Preparing Detailed Cake Pans - To Flour Or Not To Flour?

Decorating By BakingGirl Updated 11 Nov 2009 , 3:38pm by sillychick

BakingGirl Posted 11 Nov 2009 , 2:39pm
post #1 of 9

I bought William and Sonoma's sandwich cookie pan recently. Last night I decided to use it for the first time so I set to work on the recipe which is printed on the back of the box, a dark chocolate cake which contains both cocoa and real chocolate.
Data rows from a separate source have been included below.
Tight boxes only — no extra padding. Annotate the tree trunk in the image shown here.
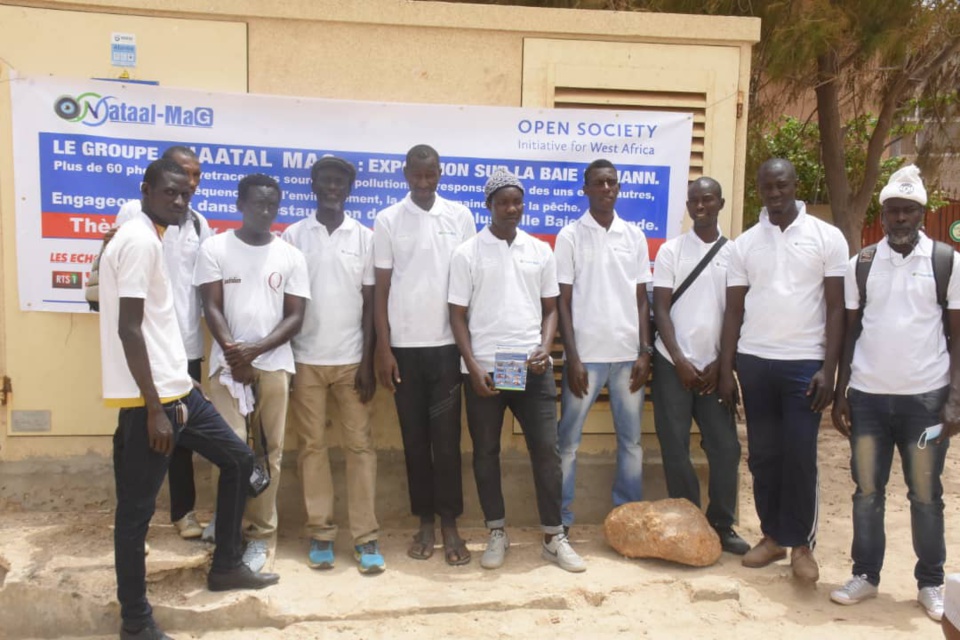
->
[816,51,866,255]
[830,204,867,255]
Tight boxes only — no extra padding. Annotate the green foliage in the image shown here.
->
[743,114,928,228]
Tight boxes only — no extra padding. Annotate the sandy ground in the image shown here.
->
[0,426,960,640]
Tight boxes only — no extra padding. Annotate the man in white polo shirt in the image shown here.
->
[556,160,653,531]
[830,165,960,620]
[111,145,213,538]
[718,158,848,582]
[448,170,586,572]
[193,174,310,571]
[652,177,750,556]
[373,144,477,565]
[283,157,385,574]
[100,159,279,640]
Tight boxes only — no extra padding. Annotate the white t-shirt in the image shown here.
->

The instructions says to grease with shortening and a brush, which I did. Then to liberally dust with cocoa. I did stop at this point and think long and hard about that. I am not entirely convinced by dusting the pan, my theory is that the flour/or cocoa mixes with the grease and makes a paste which makes things stick. My method is just plain Pam. Still I went against my gut and floured the pan.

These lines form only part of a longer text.